Throughout the work, the slowly pulsing lights in Automata cast a sequence of shifting shadows on the floor: a dynamic tapestry of ghostly limbs fading into and out of existence. This seemingly inconsequential detail serendipitously focused my listening towards shadows and patterns as an essential element of Davachi’s piece. The successive repetitions constituted a cubist rendering of a phrase’s shadow, until five minutes passed and I suddenly realized that I was no longer listening to the same shadow. Breath was equally vital. An undulating textural density of sustained tones created a pointillistic tessellation: fragmented, as if by four phantom asynchronous delay pedals. Unisions felt like a happy treat, as did silences. This allochronic meter allowed this brass-quartet version to differentiate itself from the sustained string quartet version beyond timbre (as I suppose bows do not need to breathe). The ensemble’s steadfast stability in their non-vibrato longtones over the course of the hour constituted a remarkable feat of musical/physical endurance. The resonance of the space allowed for the combination tones to tickle my eardrums, especially when Moy brought in a cavernous bass note. Davachi’s commitment to deliberate change did not lead my ear to a clear resting point, but rather demonstrated a devotion to metamorphosis. There is no “home” or V-I, but rather a diasporic wandering to elsewhere. A piece like this reminds me of one of my favorite literary quotes, from Octavia Butler’s’ Parable of the Sower: “God is Change.”

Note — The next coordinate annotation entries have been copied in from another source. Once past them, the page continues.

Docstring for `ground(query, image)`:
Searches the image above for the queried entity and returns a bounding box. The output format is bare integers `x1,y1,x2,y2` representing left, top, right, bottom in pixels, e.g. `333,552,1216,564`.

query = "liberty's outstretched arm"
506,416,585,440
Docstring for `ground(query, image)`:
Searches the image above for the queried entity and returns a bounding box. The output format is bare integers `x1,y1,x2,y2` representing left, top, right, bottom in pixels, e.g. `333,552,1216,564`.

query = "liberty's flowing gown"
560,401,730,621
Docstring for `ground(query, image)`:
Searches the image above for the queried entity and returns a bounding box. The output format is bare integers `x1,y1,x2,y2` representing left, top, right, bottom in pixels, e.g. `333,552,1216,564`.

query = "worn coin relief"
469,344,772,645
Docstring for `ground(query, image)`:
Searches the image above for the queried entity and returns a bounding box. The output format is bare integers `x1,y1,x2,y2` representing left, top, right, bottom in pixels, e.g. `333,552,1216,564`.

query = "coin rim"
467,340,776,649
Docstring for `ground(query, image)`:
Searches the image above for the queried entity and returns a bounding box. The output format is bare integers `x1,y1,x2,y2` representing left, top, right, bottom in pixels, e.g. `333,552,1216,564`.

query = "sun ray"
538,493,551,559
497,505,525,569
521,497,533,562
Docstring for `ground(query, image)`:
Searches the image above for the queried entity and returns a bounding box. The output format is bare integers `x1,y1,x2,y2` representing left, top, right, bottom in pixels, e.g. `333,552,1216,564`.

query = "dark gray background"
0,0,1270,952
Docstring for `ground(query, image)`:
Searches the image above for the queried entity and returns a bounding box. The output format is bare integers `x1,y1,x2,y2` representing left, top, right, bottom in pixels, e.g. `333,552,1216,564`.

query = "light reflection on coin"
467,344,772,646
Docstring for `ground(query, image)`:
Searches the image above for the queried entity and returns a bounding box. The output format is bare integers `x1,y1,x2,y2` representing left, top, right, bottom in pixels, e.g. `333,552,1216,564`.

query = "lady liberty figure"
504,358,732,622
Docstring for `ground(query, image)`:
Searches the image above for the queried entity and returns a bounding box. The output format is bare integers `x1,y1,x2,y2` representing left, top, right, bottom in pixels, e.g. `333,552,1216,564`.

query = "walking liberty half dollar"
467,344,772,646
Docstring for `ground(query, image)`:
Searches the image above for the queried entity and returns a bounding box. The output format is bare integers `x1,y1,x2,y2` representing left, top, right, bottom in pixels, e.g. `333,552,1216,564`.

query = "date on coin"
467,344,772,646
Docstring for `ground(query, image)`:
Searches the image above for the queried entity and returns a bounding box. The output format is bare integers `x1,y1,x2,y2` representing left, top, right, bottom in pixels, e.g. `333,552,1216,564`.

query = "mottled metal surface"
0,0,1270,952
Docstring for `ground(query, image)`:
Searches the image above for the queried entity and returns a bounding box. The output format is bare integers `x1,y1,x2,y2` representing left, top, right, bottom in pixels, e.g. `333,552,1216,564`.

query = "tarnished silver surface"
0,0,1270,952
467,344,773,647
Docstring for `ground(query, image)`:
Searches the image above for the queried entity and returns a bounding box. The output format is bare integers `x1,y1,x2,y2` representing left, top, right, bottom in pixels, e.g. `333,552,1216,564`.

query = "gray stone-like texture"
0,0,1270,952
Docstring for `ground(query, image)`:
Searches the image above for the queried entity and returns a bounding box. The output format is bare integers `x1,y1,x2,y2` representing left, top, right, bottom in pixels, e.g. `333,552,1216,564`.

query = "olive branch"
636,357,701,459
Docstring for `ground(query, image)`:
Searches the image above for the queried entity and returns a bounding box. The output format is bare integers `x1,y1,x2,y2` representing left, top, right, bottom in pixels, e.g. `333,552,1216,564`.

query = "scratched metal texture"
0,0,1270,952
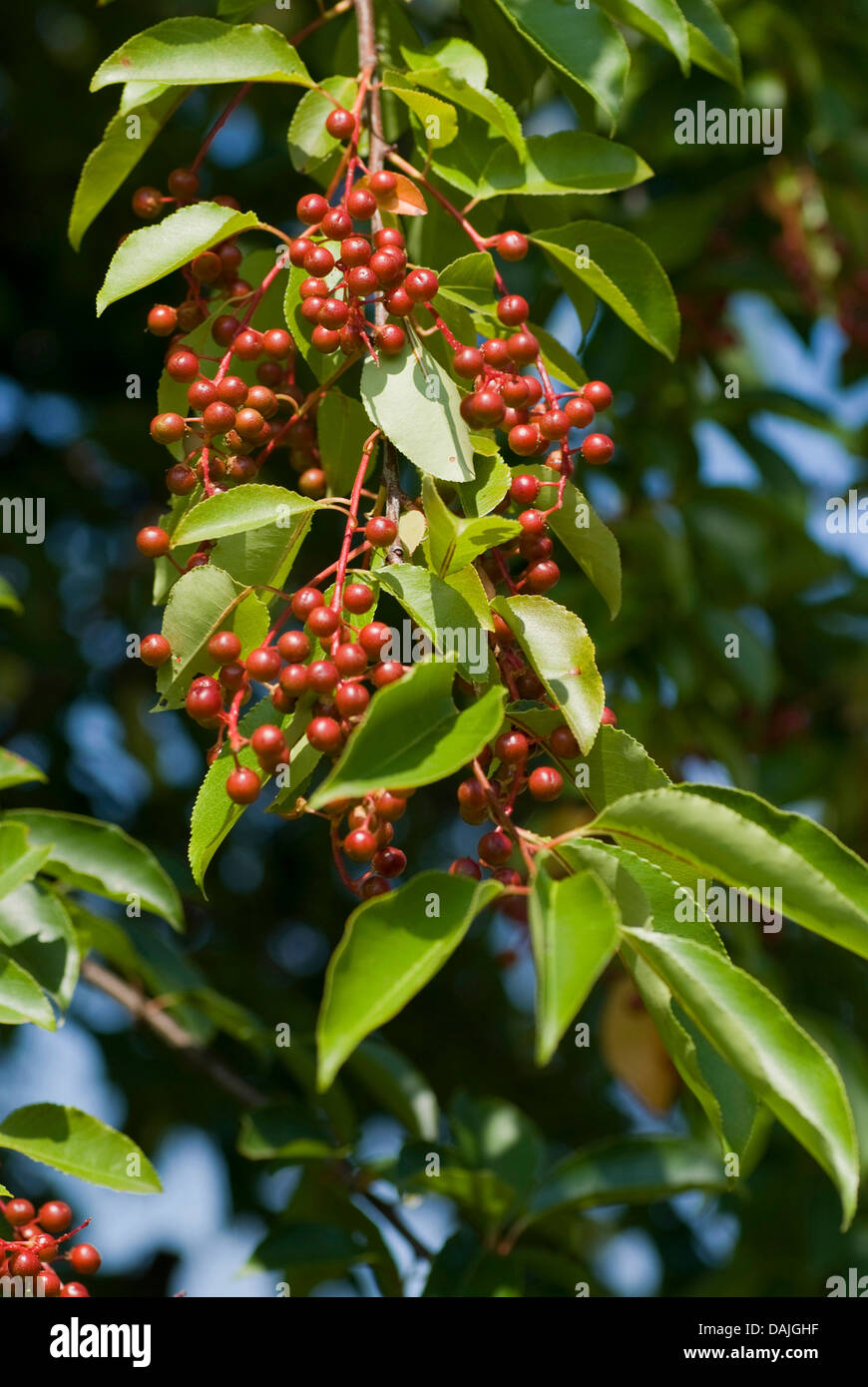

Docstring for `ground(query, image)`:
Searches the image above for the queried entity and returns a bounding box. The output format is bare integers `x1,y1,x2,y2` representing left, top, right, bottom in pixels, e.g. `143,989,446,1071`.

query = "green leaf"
599,0,690,76
90,15,313,92
497,0,630,125
594,785,868,958
0,746,49,789
624,926,858,1226
513,463,622,618
0,1103,163,1194
310,662,505,808
188,697,313,895
316,870,501,1092
97,203,259,317
238,1100,342,1162
287,76,358,174
492,595,605,754
5,808,185,929
456,452,512,516
0,577,24,616
555,832,762,1174
0,947,56,1031
531,222,679,360
67,88,186,249
383,72,458,150
396,67,524,154
679,0,742,88
157,566,269,711
529,1136,729,1220
421,477,522,579
434,251,495,313
0,818,51,899
362,347,473,481
530,868,620,1066
485,131,653,197
346,1036,440,1142
172,483,316,548
316,387,377,497
0,882,81,1010
377,563,491,683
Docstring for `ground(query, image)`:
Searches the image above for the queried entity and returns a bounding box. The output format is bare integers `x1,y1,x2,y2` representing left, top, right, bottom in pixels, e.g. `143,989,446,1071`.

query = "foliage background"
0,0,868,1295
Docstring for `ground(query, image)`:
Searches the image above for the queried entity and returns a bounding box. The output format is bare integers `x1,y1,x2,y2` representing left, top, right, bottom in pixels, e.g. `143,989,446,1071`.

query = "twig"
82,958,264,1109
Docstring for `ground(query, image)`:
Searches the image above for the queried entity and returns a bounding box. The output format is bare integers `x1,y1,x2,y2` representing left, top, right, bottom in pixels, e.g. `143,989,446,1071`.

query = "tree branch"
82,958,270,1109
355,0,403,563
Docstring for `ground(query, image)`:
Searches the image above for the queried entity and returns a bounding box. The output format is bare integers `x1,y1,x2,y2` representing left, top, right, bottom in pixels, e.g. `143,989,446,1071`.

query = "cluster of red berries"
0,1198,101,1297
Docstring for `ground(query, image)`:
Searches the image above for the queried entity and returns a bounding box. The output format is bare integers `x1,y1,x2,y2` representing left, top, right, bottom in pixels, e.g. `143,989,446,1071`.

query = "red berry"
69,1248,101,1276
151,415,186,444
506,333,540,366
147,303,178,337
359,622,392,661
168,170,199,203
563,395,594,429
365,516,398,549
367,170,398,199
334,684,370,717
326,106,355,140
344,828,377,863
452,347,485,380
549,722,580,761
278,630,308,665
449,857,483,881
581,434,615,465
333,643,367,679
527,559,560,593
3,1199,36,1227
346,188,377,222
293,588,326,618
295,193,328,227
208,631,241,665
185,676,223,722
493,732,530,765
136,524,172,559
376,323,406,356
583,380,612,415
306,606,341,641
509,473,540,505
133,188,164,222
509,424,541,458
280,665,308,697
308,661,339,694
36,1197,72,1233
224,765,262,809
138,634,172,668
371,847,406,876
527,765,563,801
540,409,570,441
477,828,513,867
497,231,530,262
498,294,531,327
403,269,440,303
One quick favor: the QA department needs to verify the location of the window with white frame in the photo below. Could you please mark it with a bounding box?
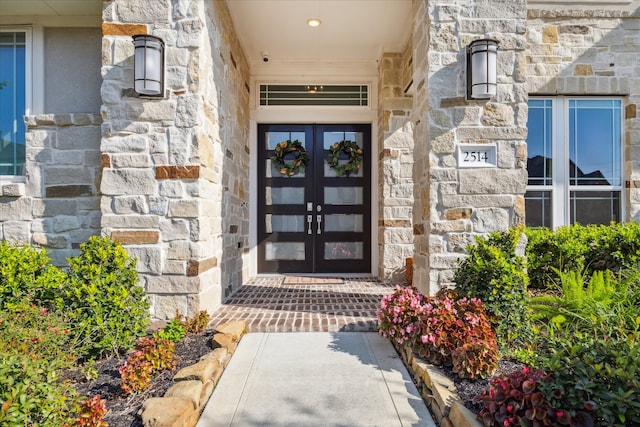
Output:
[0,30,27,175]
[525,97,623,228]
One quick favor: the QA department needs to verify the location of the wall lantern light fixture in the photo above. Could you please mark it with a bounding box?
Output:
[133,34,164,97]
[467,39,498,99]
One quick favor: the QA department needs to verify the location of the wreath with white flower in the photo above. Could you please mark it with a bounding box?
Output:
[327,140,363,176]
[271,139,309,176]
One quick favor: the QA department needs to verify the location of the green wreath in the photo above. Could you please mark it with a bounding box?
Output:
[271,139,309,176]
[327,140,363,176]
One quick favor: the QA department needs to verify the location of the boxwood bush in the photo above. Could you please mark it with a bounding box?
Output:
[525,223,640,289]
[64,236,149,358]
[454,228,533,353]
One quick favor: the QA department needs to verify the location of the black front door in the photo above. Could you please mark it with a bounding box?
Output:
[258,124,372,274]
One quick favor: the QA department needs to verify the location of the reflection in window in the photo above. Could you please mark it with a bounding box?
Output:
[324,215,363,233]
[524,191,551,227]
[324,242,364,260]
[569,99,621,185]
[265,242,305,261]
[324,187,364,205]
[264,214,305,234]
[525,97,623,227]
[265,187,304,206]
[0,32,27,175]
[571,191,620,225]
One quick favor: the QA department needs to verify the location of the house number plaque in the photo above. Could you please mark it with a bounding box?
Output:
[456,144,498,168]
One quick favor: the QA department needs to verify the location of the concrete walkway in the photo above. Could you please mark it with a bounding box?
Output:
[198,332,435,427]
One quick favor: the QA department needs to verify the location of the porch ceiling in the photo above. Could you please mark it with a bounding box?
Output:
[227,0,412,69]
[0,0,102,16]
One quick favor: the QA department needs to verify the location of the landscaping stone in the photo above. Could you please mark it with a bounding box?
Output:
[215,321,247,341]
[142,397,199,427]
[164,380,203,409]
[173,359,220,383]
[140,321,247,427]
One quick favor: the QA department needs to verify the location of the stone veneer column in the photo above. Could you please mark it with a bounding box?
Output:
[101,0,249,319]
[413,0,528,294]
[378,50,413,282]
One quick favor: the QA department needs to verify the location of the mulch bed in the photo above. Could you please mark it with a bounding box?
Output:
[441,359,524,414]
[65,331,213,427]
[65,331,523,427]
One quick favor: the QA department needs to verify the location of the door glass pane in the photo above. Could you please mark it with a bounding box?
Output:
[322,132,365,150]
[524,191,552,227]
[324,187,364,205]
[265,132,308,178]
[264,214,305,234]
[527,99,552,185]
[570,191,620,225]
[266,158,306,179]
[324,160,364,178]
[324,242,364,260]
[266,132,306,150]
[0,32,26,175]
[265,187,304,206]
[265,242,305,261]
[569,99,622,186]
[324,215,363,233]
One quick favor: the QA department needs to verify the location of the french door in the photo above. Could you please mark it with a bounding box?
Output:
[258,124,372,274]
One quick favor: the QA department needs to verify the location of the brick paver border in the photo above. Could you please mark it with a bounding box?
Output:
[211,276,395,332]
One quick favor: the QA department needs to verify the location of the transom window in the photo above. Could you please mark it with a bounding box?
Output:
[525,97,623,227]
[0,31,27,175]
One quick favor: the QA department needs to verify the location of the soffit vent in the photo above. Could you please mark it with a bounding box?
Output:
[260,84,369,107]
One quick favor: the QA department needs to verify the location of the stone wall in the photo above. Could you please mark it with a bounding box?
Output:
[413,0,528,294]
[526,7,640,222]
[101,0,249,319]
[377,49,413,282]
[0,114,101,266]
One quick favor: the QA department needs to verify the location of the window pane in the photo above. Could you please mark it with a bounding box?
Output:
[570,191,620,225]
[524,191,552,228]
[264,214,306,234]
[527,99,551,185]
[324,214,364,233]
[324,242,364,260]
[324,187,364,205]
[0,32,26,175]
[264,242,305,261]
[569,99,622,186]
[265,187,304,206]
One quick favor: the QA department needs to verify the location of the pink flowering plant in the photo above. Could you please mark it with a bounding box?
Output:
[377,285,424,345]
[378,286,499,378]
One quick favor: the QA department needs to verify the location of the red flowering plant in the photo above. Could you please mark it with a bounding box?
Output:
[377,285,425,345]
[477,367,593,427]
[417,292,500,378]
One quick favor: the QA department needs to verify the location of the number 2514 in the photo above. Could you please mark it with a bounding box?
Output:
[463,151,489,163]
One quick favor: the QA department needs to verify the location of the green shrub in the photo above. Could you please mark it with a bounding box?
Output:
[153,317,185,342]
[0,242,66,312]
[530,270,626,330]
[525,223,640,289]
[542,332,640,426]
[0,303,76,367]
[65,237,149,358]
[454,228,533,354]
[0,351,78,427]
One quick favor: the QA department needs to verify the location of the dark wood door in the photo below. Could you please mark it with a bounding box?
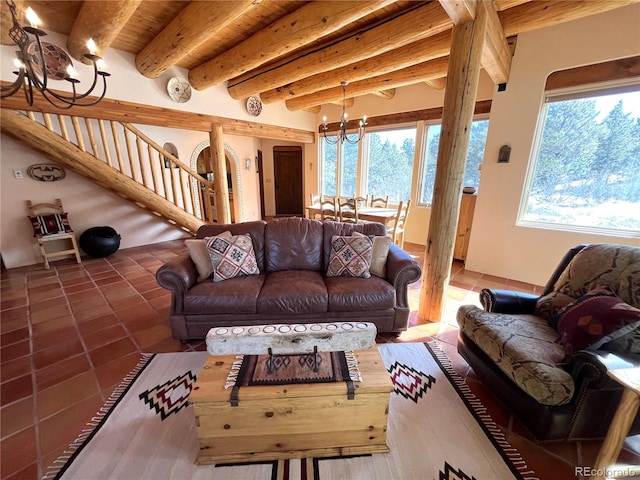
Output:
[273,147,304,216]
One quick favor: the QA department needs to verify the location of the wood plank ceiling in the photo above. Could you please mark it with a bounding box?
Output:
[1,0,633,111]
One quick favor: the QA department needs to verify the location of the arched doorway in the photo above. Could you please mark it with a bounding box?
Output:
[190,140,244,223]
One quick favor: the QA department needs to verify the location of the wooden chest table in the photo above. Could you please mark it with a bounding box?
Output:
[189,346,393,464]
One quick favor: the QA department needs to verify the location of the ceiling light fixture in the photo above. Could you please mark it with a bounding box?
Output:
[322,82,367,145]
[0,0,110,109]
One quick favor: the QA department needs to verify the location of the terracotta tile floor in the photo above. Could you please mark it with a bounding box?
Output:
[0,241,640,480]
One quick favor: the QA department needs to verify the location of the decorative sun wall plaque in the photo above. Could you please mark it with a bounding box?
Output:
[27,42,73,80]
[247,95,262,117]
[167,77,191,103]
[27,163,67,182]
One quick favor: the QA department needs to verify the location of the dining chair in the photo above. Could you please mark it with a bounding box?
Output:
[27,198,81,270]
[320,199,340,222]
[338,200,358,223]
[369,194,389,208]
[387,199,411,248]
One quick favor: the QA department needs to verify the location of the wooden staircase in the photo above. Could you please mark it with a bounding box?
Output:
[0,108,214,233]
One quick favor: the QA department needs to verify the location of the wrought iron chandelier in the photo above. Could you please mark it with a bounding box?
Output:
[322,82,367,145]
[0,0,110,109]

Davachi and Arkbro show us that work employing the harmonies of the overtone series need not to obsess with the harmonies themselves, but rather engage the altered processes of listening that such tunings beget. These are trans-temporal works: drawing from the non-metric monophony and hocketing polyphony of plainchant, Renaissance and Baroque temperament, and the stripped down non-expressive minimalism of Wandelweiser. The night’s expert brass performers brought out every detail from this ostensibly simple music, highlighting the underlying complexity of a long-tone. I am grateful that such investigative and patient art exists to grant me the curiosity to examine the details of our world. Maybe through such thorough investigation, can we begin to rearrange those details into something new and more just.